When I say that we all need to learn how to read from the book of creation, sometimes people wrinkle their noses and wonder what I’m talking about. This morning’s journal entry might offer a helpful example, written after a morning walk with the neighbors up at the writing cabin.
Good morning God…
My heart is full this morning, grateful for the walking friends up here and the refreshing conversations when we do our mile together. This morning though, most of my gratitude stems from those few profound moments of light that unfolded while I was eating my bacon and eggs. With the sun rising behind the cabin, the house creates a big shadow out the westward looking window in the dining area. I could see the shadow on the ground but of course not in the air.
Then something astonishing happened. Random snowflakes began appearing in mid-air, as if from out of nowhere. They flash their unique beauty for less than a second, descending slowly, and then disappear, like a magic trick, or some cosmic sleight of hand. I’d never seen such nonsense – couldn’t stop looking: POOF! They’re here. POOF! They’re gone. Over and over again until it dawned on me these flakes are simply coming out of the veil of shadow for a moment to show themselves and then, as if shy, retreat to their dressing room, where the sun doesn’t shine.

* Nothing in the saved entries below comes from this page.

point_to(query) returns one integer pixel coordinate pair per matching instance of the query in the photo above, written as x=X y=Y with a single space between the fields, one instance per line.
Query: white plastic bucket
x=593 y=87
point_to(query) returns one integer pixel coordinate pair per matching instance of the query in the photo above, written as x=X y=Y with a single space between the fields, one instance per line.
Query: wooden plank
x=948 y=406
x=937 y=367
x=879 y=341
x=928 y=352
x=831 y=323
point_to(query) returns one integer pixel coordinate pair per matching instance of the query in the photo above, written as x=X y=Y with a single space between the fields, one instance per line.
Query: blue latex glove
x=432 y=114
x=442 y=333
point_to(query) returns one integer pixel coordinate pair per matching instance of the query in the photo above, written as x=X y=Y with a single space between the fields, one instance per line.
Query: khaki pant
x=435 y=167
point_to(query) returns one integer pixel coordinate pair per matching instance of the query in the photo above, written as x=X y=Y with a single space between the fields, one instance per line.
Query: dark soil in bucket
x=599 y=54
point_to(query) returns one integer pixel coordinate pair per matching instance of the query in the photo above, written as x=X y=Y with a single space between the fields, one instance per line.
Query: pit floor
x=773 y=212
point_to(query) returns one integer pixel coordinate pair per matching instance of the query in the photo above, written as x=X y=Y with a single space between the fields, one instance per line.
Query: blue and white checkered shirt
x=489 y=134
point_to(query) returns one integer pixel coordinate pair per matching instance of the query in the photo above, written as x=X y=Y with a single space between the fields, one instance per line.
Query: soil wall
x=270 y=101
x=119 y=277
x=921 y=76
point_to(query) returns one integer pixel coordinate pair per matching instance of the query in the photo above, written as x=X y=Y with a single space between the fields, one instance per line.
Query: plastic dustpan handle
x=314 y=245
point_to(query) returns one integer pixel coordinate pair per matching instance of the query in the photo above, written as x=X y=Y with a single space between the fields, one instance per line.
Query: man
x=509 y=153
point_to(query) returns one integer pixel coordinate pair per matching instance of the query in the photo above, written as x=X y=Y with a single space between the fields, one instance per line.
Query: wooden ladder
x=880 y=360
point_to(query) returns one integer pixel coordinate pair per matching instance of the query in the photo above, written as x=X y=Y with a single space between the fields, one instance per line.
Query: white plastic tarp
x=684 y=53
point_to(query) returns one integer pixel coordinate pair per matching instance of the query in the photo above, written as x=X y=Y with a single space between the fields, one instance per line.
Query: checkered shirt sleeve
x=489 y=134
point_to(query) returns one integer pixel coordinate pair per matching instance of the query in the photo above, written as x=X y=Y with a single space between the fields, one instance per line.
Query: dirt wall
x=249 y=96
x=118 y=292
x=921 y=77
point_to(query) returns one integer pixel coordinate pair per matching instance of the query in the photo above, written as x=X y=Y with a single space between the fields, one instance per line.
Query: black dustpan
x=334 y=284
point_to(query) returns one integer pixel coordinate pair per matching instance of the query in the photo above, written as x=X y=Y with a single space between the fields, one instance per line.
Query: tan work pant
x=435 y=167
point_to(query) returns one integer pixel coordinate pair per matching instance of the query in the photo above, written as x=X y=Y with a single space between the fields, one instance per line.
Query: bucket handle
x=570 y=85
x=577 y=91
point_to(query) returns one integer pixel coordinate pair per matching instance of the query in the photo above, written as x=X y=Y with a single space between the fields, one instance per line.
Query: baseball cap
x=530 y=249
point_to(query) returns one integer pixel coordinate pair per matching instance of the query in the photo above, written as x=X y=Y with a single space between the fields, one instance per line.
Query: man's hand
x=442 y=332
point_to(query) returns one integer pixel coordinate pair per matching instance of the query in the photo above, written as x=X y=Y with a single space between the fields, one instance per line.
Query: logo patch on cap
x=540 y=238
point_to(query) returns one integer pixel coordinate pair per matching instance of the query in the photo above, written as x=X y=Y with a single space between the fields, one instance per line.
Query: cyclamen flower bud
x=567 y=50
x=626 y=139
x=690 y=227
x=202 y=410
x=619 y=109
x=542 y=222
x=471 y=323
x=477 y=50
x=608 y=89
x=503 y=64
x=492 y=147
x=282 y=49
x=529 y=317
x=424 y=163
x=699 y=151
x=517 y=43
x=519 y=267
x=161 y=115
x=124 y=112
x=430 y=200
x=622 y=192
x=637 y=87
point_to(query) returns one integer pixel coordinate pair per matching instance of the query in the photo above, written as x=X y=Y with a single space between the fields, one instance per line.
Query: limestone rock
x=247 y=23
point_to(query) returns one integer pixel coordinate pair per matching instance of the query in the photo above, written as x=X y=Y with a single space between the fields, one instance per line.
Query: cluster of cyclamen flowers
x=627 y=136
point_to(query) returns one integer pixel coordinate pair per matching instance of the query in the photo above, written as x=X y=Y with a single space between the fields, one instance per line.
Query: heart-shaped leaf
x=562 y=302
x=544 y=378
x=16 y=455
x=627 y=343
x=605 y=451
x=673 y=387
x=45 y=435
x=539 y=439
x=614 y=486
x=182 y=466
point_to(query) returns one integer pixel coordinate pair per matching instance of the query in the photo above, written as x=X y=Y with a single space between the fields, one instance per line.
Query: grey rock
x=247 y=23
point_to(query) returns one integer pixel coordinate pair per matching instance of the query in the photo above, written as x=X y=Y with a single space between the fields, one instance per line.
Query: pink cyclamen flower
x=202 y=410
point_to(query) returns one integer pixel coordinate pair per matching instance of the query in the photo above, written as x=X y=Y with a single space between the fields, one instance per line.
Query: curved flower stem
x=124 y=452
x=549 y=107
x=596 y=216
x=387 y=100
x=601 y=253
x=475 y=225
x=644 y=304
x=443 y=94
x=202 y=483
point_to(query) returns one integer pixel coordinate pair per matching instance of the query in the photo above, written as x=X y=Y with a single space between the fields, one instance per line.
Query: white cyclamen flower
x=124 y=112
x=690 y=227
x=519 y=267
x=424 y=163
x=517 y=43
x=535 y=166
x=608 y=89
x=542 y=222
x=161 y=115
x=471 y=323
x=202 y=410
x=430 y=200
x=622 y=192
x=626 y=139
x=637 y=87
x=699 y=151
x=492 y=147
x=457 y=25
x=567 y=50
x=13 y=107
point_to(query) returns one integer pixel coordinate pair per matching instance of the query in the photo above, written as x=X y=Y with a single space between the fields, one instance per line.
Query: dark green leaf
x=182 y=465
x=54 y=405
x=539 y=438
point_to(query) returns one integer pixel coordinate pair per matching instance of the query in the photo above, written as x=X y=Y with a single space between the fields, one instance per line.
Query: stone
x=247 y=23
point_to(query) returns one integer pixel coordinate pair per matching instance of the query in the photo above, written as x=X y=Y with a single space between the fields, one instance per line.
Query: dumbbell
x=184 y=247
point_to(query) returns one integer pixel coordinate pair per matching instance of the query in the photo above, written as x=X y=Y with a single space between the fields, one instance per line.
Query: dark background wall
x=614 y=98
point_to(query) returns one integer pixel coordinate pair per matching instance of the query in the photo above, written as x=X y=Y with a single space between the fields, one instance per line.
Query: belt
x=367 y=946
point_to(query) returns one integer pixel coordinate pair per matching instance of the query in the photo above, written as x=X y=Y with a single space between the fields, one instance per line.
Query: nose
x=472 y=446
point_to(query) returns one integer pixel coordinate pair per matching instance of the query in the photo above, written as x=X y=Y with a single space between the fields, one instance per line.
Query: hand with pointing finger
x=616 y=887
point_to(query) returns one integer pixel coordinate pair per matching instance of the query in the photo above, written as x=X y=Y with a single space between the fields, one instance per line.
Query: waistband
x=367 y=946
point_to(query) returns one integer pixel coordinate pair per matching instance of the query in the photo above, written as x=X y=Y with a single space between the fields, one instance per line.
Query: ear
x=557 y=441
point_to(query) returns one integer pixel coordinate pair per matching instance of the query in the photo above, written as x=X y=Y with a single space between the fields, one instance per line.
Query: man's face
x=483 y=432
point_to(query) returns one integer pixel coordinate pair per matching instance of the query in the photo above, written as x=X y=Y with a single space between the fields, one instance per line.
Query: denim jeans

This is not only magical; it’s profoundly encouraging. I’m reminded that there are always beautiful things happening that are hidden. That person who’s so difficult, and angry, and addicted – who knows what glory is transpiring in the shadowed recesses of the soul, later to be brought into the light? The same is true of that neighbor for whom I pray, and that person whose self-righteous religiosity frustrates me so deeply. It’s true too, for my own heart where, deeper than my own consciousness even, you are at work: healing, chastening, encouraging, loving.
This, I believe, will birth patience, and love, and joy in the ways I relate to others. What more could I ask on this day when your creation is dancing between shadows and light? Nothing really – it’s enough to know you’re at work, even when I can’t see you.